To uncover this staggering fraud, Gilbert did what reporters used to do. He immersed himself in the milieu that produced Trayvon Martin. He mastered the patois of urban black Miami. He reviewed the thousands of text messages, tweets, Facebook and Instagram postings sent and received by Martin and his friends. He interviewed George Zimmerman and heard, from the only person who knew, Martin’s final words, words that revealed the cause of Martin’s tragic downward spiral.

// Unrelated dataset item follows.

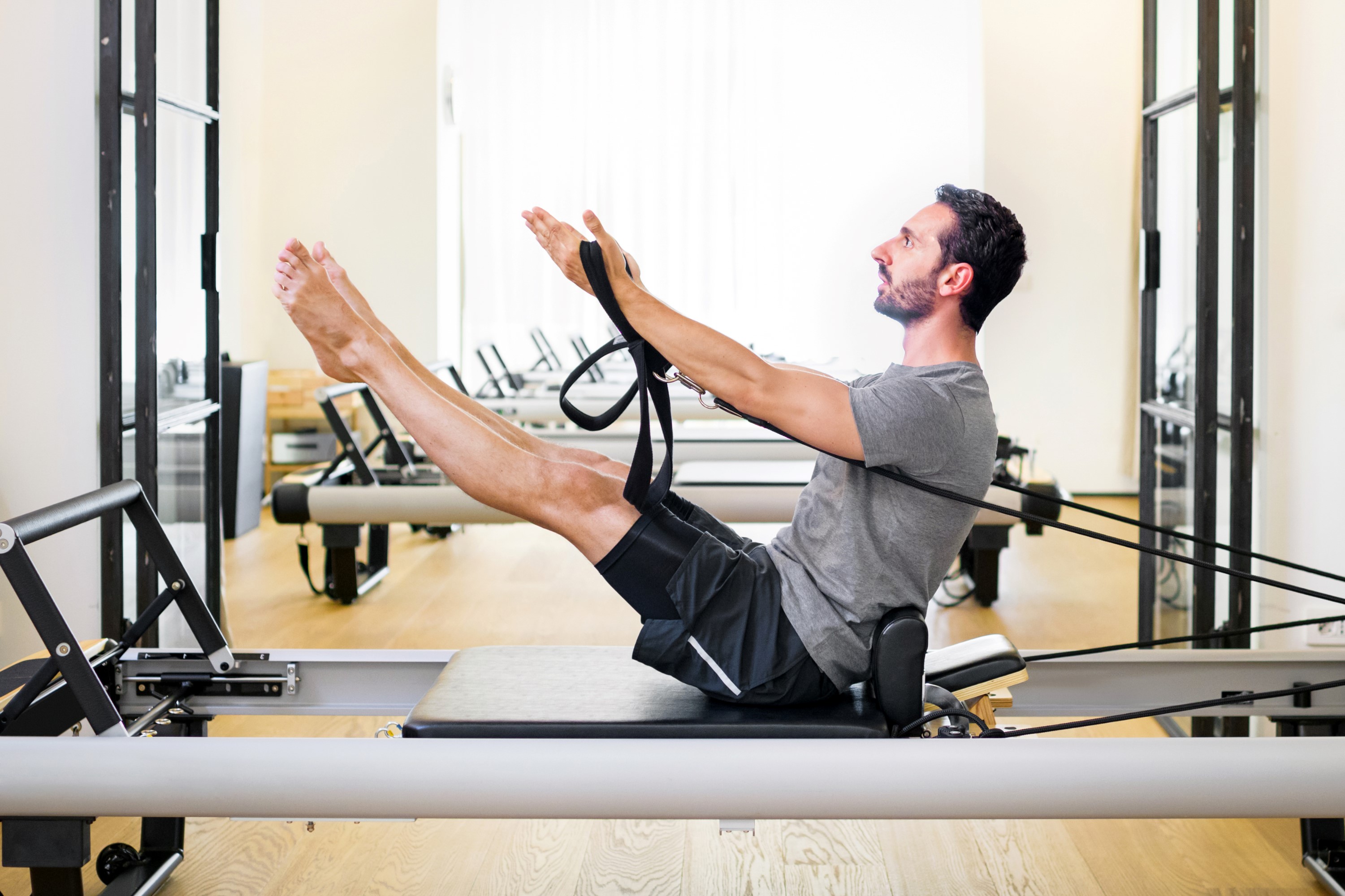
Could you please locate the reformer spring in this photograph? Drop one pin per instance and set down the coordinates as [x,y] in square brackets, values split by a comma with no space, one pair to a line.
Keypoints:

Gilbert did some serious shoe leather reporting as well. He visited all the relevant Miami-area high schools, the neighborhoods where Martin and his friends hung out, the streets of Miami’s Little Haiti, and the town community where Martin died.
At the end of his research, Gilbert knew Trayvon Martin better than his parents did, literally. As their deposition revealed, they had no idea how Martin’s life had descended into a violent mix of street fighting, guns, drugs, burglary, and sex. Although both parents made good incomes, their separate lives created an abyss where...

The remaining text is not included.